La más famosa y documentada llega hasta a Tatsugoro Matsumoto, un inmigrante japonés que arribó a América Latina con los conocimientos ancestrales de la jardinería y la botánica de su país.

Debido a sus habilidades, se convirtió en el experto predilecto de las familias adineradas durante el porfiriato al construir y embellecer jardines para residencias de la colonia Roma, Coyoacán o Pedregal, e incluso arreglar espacios verdes en el Castillo de Chapultepec.

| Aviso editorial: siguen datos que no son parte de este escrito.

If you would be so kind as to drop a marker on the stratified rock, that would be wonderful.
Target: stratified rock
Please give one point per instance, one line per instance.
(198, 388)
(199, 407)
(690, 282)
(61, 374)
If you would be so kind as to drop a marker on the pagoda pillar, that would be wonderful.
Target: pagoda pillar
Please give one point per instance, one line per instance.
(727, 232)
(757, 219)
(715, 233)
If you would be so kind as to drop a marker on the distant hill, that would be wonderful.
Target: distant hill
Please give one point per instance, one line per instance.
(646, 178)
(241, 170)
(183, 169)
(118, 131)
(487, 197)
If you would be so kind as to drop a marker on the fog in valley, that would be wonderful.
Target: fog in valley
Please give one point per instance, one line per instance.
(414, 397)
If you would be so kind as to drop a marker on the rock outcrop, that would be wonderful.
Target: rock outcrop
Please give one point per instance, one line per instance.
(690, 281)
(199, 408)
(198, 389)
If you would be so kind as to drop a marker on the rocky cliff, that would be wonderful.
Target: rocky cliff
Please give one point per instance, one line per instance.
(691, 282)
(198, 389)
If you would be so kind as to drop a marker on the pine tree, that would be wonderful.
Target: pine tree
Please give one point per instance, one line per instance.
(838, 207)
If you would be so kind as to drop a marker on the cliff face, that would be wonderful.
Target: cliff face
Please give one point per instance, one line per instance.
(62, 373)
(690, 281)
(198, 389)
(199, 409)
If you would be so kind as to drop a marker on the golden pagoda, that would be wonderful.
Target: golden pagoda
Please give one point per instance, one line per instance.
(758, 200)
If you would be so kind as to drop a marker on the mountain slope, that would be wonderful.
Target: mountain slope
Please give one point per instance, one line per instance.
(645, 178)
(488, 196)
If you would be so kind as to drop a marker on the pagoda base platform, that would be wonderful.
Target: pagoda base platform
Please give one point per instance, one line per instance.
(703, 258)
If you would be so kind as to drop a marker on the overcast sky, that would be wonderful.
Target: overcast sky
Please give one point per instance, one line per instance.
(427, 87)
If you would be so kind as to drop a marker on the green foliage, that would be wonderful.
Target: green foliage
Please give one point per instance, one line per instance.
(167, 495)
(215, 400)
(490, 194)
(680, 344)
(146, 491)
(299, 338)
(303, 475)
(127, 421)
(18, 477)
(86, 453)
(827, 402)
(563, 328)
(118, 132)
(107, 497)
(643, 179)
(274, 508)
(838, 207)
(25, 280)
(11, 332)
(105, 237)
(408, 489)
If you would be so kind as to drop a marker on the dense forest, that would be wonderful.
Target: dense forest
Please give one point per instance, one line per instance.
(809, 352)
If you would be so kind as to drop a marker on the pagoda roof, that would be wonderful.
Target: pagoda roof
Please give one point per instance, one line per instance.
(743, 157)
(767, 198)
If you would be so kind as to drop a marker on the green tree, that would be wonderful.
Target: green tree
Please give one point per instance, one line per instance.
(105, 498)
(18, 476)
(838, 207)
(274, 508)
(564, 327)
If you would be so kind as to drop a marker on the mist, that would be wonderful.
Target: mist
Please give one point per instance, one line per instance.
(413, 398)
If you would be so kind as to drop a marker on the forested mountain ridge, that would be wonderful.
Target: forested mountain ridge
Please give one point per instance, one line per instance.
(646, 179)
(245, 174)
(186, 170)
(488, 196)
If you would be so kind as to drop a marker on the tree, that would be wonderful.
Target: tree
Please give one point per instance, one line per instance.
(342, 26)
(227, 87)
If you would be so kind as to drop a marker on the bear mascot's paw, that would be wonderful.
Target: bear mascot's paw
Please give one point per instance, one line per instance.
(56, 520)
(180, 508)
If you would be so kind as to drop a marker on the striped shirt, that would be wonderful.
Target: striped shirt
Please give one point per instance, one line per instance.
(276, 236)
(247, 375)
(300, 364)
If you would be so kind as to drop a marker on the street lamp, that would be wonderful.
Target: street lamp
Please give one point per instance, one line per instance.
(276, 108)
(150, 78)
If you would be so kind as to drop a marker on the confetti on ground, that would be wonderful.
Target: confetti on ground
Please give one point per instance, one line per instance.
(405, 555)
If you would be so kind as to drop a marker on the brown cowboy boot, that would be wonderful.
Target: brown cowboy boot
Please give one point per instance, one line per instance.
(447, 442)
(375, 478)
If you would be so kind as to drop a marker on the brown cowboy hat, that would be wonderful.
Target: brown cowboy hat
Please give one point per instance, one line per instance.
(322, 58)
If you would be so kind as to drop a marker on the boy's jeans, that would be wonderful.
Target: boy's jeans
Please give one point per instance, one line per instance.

 En los años veinte, Matsumoto, a través del Ministerio de Relaciones de Japón, aconsejó al gobierno mexicano plantar jacarandas pues sus características, aunadas al clima de la ciudad, serían garantía de su supervivencia. 

A casi un siglo de su llegada, la visión y el talento de Matsumoto permitió que la jacaranda sea la figura central de nuestro hanami urbano (tradición japonesa que consiste en la observación de flores).

Da un paseo en la CDMX y disfruta de este atractivo turístico.